Sampler gets stuck in hierarchical logistic regression

Hi there,

I’m using pymc v5.22 to estimate coefficients for a hierarchical logistic regression. However, my sampler sometimes gets stuck in some sort of degeneracy at the start of the run and rushes through the sampling steps with 0 step size, resulting in parameter samples that are all one value. Not all starting points are like this, some sample just fine. I figure the places where the sampler fails are points where my posterior gradient is zero, or perhaps there is an over/underflow issue due to the use of the inverse logit. I’ve tried tweaking my prior variances to avoid these areas to no effect.

Here is some simulated data and model code that reproduces the effect

import pymc as pm
import numpy as np
from scipy import stats

#################
##Simulate Data##
#################

#Population params
alpha_mu = -2
alpha_sigma = 0.2

beta_1_mu = 0.1
beta_1_sigma = 0.1

beta_2_mu = -0.2
beta_2_sigma = 0.1

levels = 5
N = 1000

#group indices
idx = np.repeat(np.arange(levels), repeats=N // levels)

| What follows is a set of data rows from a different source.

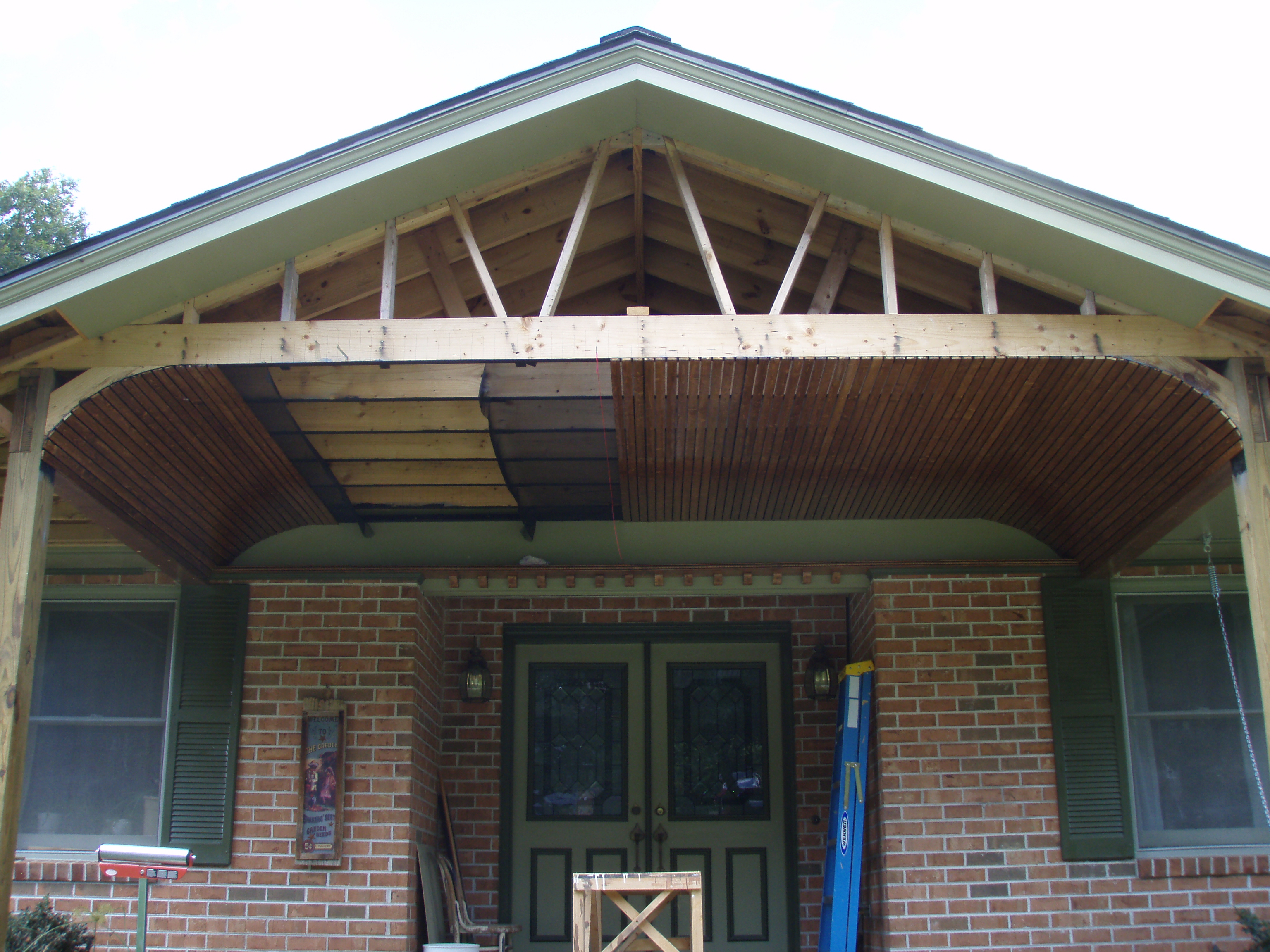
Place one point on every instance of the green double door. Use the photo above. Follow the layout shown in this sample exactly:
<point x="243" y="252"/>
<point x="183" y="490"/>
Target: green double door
<point x="651" y="756"/>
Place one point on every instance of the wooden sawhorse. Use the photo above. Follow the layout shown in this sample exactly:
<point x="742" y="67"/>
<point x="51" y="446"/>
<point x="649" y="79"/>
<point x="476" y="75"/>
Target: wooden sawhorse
<point x="666" y="886"/>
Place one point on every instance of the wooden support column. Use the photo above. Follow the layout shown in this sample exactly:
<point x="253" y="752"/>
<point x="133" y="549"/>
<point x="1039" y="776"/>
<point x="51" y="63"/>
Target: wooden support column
<point x="290" y="291"/>
<point x="887" y="250"/>
<point x="699" y="229"/>
<point x="638" y="174"/>
<point x="388" y="283"/>
<point x="987" y="285"/>
<point x="1253" y="500"/>
<point x="556" y="290"/>
<point x="29" y="498"/>
<point x="813" y="223"/>
<point x="487" y="280"/>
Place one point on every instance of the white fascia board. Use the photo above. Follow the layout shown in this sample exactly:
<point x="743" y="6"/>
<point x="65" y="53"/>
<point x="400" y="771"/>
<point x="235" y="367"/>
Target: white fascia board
<point x="707" y="84"/>
<point x="267" y="200"/>
<point x="964" y="176"/>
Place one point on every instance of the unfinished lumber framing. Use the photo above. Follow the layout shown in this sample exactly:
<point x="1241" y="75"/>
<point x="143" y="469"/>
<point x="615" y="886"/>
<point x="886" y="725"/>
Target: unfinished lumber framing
<point x="29" y="499"/>
<point x="442" y="275"/>
<point x="556" y="288"/>
<point x="1253" y="503"/>
<point x="638" y="182"/>
<point x="699" y="230"/>
<point x="987" y="285"/>
<point x="290" y="291"/>
<point x="588" y="338"/>
<point x="388" y="286"/>
<point x="835" y="268"/>
<point x="465" y="230"/>
<point x="813" y="223"/>
<point x="887" y="254"/>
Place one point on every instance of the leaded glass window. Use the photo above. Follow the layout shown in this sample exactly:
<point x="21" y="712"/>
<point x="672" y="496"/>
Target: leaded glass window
<point x="718" y="742"/>
<point x="578" y="740"/>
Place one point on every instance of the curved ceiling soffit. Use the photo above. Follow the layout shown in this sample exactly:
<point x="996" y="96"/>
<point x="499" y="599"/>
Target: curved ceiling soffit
<point x="177" y="455"/>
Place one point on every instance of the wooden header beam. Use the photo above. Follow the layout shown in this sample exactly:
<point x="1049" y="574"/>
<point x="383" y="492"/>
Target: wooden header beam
<point x="658" y="337"/>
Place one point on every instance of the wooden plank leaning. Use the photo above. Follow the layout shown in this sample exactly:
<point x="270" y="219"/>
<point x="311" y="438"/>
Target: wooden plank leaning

#Coefficients for each group
coef_0 = stats.norm(alpha_mu, alpha_sigma).rvs(levels)
coef_1 = stats.norm(beta_1_mu, beta_1_sigma).rvs(levels)
coef_2 = stats.norm(beta_2_mu, beta_2_sigma).rvs(levels)

X = stats.norm(0, 10).rvs((N, 2))

p_sim = np.ones(N) * -5

#Compute p
for i in range(N):
    l = idx[i]
    p_sim[i] = 1 / (1 + np.exp(-1 * (coef_0[l] + coef_1[l] * X[i, 0] + coef_2[l] * X[i, 1])))

assert np.all((p_sim>=0) & (p_sim<=1))
obs = stats.binom(n=1, p=p_sim).rvs(N)
#################
#Simulation Done#
#################

with pm.Model(coords={"group": np.arange(levels)}) as model:
    X_0 = pm.Data("X_0", X[:, 0].flatten())
    X_1 = pm.Data("X_1", X[:, 1].flatten())
    convert = pm.Data("convert", obs.flatten())
    index = pm.Data("index", idx)

    mu_beta_X_0 = pm.Normal("mu_beta_X_0", 0, 1)
    sigma_beta_X_0 = pm.Exponential("sigma_beta_X_0", 1)
    z_beta_X_0 = pm.Normal("z_beta_X_0", 0, 1, dims="group")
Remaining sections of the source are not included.